Drivers vary from simple resistors to integrated circuits that precisely control the diode itself. Add Dimming to fixture and the circuit becomes even more complex. Voltage can not be cut to the LED so the circuit has to vary the ratio of on/off cycles per second to achieve the effect of dimming. If you wish to control the color of your LED lighting system you add either RGB (Red, Green, Blue) LEDs to your dimming driver or RGBA (Red, Green, Blue, Amber) LEDs to your dimming driver and balance the color by varying the dimming to each LED.

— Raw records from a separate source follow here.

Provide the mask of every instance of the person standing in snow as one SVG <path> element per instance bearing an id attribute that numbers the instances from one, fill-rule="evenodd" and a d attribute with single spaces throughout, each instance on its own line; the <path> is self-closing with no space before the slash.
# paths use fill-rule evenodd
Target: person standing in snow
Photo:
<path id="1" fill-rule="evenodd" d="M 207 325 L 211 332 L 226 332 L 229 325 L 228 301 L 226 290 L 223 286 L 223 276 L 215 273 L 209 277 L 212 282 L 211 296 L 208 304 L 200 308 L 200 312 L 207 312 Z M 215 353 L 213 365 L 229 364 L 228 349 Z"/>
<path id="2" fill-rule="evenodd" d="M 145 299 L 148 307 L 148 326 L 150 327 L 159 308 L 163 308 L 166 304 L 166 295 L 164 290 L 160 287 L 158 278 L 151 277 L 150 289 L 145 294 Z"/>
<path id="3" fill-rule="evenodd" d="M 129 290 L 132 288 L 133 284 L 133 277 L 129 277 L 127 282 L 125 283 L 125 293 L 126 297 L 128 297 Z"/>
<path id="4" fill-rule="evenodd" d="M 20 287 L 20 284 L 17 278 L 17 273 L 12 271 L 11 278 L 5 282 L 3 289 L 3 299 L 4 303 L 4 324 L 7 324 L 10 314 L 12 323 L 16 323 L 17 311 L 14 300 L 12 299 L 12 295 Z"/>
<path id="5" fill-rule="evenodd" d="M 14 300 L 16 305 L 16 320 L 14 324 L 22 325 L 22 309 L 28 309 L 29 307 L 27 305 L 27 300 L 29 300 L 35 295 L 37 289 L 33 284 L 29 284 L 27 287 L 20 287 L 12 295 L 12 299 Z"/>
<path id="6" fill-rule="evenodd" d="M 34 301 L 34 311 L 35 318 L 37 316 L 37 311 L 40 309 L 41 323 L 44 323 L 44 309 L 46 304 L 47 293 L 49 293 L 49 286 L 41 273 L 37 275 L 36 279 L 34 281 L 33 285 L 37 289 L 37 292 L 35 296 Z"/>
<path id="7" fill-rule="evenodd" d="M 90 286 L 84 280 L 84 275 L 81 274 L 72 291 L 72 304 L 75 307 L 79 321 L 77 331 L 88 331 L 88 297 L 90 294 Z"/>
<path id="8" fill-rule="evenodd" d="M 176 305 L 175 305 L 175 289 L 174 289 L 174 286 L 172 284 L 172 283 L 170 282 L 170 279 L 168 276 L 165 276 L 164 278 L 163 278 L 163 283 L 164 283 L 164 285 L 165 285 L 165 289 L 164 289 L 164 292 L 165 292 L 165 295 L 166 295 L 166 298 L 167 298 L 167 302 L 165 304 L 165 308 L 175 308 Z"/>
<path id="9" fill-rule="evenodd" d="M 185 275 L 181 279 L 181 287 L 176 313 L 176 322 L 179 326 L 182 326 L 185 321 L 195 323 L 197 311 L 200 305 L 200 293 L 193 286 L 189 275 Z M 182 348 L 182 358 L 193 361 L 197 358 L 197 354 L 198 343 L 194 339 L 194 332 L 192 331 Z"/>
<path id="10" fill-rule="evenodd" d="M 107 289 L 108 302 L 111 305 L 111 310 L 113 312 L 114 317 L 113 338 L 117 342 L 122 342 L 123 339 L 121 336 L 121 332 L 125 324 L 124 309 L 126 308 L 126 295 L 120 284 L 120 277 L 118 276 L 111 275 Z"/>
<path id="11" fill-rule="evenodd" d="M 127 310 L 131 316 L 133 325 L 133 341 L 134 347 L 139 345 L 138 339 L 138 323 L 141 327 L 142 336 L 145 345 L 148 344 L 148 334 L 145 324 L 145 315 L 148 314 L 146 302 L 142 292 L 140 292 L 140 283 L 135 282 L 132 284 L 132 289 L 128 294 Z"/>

Benya points out, the industry has no standards for Drivers, “We need standards in solid-state lighting that go well beyond the lumen measurement, efficacy, and life testing that have dominated solid-state lighting discussions to date. For instance, due to their poor 70 percent efficiency, drivers are often avoided when the energy efficiency of solid-state lighting is discussed.. As it is, LEDs have already developed a reputation for failing to meet rated performance and life.”

The good news is the industry went through similar troubles with the introduction of T8 fluorescent lamps and electronic ballasts. It is just a question of time before the issues of LEDs get sorted out.

Contant-Current Circuit

120v AC --> 24V DC Transformer --> Driver --> LED - LED - LED -->

Constant-Voltage Circuit

120v AC --> 24V DC Transformer --> Voltage Regulator --> Driver --> LED
                                                     --> Driver --> LED
                                                     --> Driver --> LED
Oct 092009

In the August 2009 issue of IEEE Spectrum, Richard Stevenson writes about a problem specific to LEDs known as droop.

Blue LEDs are those used to produce white light. Once the diode’s power level reaches an output sufficient for general lighting applications, the efficiency of the LED declines significantly- requiring more power to maintain a usable light level. Until the scientists and engineers understand this problem it may be difficult to overcome- at least in the near term.

The LED’s Dark Secret has a detailed explanation on LED Droop. I found the graphs helpful and the article also helps explain how LEDs work.